Political solutions are not properly presented on a dingy platter of empty diplomacy, especially when a reluctant administration only presents a pissed-on tray covered with the paper doily of dogmatic idealism.

It is true the al-Assad is more bitter enemy than best friend, and not undeservingly so. His interests and ours nearly always diverge. Yet Syria must be engaged in dialog, not in spite of its roles in Lebanon and Iraq, but because of them. This is not some banana republic-like "rogue" regime. The Assads have run Syria for decades. You'd have to be smoking some pretty cosmic Lebanese hash to think they are going anywhere.

Any diplomatic engagement must be viewed as a positive step. It's "a more practical approach," Ziad Haider, a Lebanese journalist, told the New York Times. Practical, he says, because it represents change, the prospect of a US foreign policy not "based on demands and ideology."

So thank you, Ms. Pelosi. It is a shame that the 2008 presidential candidates appear to be afraid to take the stand that you have taken here. I hope that in twenty months, when - God willing - we get back in the White House, we will be presenting attractive options to all the players in this seemingly intractable region.

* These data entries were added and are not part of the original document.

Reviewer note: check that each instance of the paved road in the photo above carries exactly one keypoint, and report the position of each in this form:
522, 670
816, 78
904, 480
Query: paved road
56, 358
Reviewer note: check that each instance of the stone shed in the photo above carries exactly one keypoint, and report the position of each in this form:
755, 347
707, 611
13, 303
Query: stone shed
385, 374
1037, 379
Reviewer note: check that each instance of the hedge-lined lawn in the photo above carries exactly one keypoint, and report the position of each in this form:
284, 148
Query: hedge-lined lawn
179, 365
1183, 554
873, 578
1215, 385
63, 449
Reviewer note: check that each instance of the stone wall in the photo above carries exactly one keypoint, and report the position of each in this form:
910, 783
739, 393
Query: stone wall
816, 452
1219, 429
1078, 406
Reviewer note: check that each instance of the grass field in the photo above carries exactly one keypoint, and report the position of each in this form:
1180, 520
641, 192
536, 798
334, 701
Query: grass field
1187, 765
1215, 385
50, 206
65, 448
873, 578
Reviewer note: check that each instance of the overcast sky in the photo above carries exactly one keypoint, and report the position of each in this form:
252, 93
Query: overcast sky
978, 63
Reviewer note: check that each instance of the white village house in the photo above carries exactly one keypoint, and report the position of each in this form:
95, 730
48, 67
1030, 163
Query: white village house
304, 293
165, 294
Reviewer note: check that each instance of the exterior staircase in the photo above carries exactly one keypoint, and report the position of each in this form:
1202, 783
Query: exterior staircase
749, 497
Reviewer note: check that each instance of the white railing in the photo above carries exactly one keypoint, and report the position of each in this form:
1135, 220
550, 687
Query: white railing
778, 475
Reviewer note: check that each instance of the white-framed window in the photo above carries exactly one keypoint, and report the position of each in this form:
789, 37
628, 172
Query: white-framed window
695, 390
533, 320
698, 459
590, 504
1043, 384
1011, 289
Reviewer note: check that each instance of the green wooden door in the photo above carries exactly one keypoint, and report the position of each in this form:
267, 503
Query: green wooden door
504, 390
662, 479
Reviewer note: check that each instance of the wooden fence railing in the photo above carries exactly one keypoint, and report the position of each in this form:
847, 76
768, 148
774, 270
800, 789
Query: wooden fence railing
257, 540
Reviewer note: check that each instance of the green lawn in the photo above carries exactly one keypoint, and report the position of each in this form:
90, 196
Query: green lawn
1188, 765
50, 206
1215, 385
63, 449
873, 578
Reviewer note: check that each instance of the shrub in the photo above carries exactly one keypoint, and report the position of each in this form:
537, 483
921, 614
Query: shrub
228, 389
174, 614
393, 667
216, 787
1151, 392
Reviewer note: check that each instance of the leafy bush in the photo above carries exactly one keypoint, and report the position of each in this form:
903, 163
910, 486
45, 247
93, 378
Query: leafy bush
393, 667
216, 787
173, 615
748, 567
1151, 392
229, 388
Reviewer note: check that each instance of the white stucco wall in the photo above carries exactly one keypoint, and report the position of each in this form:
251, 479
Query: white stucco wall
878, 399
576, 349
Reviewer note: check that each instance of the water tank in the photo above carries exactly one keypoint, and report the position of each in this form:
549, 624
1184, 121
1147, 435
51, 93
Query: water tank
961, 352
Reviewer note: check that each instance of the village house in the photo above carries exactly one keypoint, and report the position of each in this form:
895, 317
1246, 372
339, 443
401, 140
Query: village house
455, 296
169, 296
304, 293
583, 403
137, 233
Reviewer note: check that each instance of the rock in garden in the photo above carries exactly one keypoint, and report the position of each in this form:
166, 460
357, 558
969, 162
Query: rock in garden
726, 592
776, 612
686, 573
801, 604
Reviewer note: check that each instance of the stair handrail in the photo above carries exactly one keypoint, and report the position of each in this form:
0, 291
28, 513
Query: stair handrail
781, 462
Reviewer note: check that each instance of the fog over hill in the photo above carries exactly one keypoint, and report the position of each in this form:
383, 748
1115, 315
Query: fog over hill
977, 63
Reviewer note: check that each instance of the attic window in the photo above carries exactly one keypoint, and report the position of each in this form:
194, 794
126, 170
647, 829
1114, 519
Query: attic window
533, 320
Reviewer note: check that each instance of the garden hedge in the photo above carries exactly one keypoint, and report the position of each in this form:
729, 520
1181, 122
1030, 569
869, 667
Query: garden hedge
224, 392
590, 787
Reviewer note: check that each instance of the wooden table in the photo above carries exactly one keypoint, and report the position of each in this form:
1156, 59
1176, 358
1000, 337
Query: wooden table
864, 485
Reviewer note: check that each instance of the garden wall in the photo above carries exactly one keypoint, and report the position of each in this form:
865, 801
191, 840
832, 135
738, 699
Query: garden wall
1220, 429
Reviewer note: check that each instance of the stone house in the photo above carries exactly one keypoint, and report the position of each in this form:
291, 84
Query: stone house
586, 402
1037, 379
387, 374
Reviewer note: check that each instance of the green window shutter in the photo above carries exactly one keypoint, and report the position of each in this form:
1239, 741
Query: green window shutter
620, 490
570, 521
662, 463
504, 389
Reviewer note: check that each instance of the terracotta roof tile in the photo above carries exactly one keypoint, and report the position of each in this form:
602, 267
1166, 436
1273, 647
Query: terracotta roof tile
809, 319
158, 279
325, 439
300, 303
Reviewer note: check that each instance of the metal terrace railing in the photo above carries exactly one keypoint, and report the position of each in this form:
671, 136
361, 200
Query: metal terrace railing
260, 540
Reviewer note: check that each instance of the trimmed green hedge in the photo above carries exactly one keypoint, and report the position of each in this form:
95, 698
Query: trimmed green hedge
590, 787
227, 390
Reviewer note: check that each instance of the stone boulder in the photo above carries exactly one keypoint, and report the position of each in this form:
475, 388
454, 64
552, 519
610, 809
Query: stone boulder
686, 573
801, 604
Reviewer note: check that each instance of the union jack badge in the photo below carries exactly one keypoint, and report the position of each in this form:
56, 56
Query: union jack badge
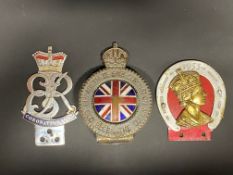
191, 98
42, 106
115, 102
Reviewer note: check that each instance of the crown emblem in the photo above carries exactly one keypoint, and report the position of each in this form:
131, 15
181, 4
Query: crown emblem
185, 82
115, 57
49, 62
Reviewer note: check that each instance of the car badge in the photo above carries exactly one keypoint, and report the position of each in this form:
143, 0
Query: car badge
191, 98
115, 102
42, 106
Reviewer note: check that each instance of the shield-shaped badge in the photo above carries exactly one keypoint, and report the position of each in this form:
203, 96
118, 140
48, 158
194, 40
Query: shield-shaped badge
42, 107
115, 102
191, 98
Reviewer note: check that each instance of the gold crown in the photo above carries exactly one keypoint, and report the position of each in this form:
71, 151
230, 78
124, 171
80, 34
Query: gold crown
115, 57
185, 82
49, 62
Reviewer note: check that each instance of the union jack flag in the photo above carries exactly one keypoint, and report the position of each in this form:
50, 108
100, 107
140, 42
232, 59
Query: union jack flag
115, 101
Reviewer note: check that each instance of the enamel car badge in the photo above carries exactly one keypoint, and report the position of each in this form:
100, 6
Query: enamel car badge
115, 102
191, 98
42, 107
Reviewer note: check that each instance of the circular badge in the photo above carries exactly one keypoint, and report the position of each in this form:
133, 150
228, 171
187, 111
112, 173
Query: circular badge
191, 98
115, 102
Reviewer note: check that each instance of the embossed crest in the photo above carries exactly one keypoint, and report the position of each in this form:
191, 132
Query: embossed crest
49, 126
191, 98
115, 102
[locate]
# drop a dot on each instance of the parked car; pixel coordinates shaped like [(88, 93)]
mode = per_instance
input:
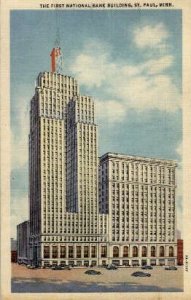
[(66, 267), (57, 267), (31, 267), (92, 272), (140, 274), (111, 267), (146, 267), (169, 268)]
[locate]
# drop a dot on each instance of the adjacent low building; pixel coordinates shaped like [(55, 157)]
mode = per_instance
[(180, 256), (87, 211), (138, 195), (23, 233)]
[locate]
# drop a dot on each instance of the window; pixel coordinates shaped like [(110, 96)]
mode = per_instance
[(153, 251), (144, 251), (161, 251), (78, 251), (46, 252), (62, 252), (54, 252), (125, 251), (86, 251), (171, 251), (103, 251), (70, 252), (135, 251), (115, 251), (93, 251)]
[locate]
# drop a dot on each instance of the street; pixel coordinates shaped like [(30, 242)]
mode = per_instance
[(75, 280)]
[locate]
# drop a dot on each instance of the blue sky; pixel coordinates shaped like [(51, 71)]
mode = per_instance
[(129, 61)]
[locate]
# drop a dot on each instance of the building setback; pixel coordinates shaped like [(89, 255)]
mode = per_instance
[(138, 195), (180, 254), (23, 233), (129, 219)]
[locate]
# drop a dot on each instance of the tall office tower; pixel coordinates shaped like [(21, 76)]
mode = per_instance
[(138, 194), (63, 163)]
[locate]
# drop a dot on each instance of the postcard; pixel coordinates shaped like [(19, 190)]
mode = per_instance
[(95, 149)]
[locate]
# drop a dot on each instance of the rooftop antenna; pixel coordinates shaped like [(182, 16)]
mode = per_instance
[(57, 60)]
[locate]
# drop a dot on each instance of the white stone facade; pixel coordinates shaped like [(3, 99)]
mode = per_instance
[(138, 194), (77, 217)]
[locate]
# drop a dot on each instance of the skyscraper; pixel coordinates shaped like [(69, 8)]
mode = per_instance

Those who advocate the current paradigm of the silent treatment think that other countries quake to find themselves on our shit list. It's obvious to me that this policy prolongs distrust and potentially breeds more anger and resentment toward the United States, when we should be looking for ways to mitigate their powerful hatred. But more than resentment, I think they and the rest of the world are disappointed in the misguided policies we have allowed our government to pursue in our name. I know I am.

It is time to clean the idealistic crud from the diplomatic tray. I don't know what morsels of the diplomacy we proffer to the Syrians or Iranians they will find to their liking. What I do understand is that our commitment will be much better demonstrated by offers presented respectfully, on a gleaming silver tray, than by Bush's ridiculously parental tone in threatening to use the platter as a blunt object on our enemies' backsides. That's no offer at all.



If your cause is peace, your dogma must be dialog.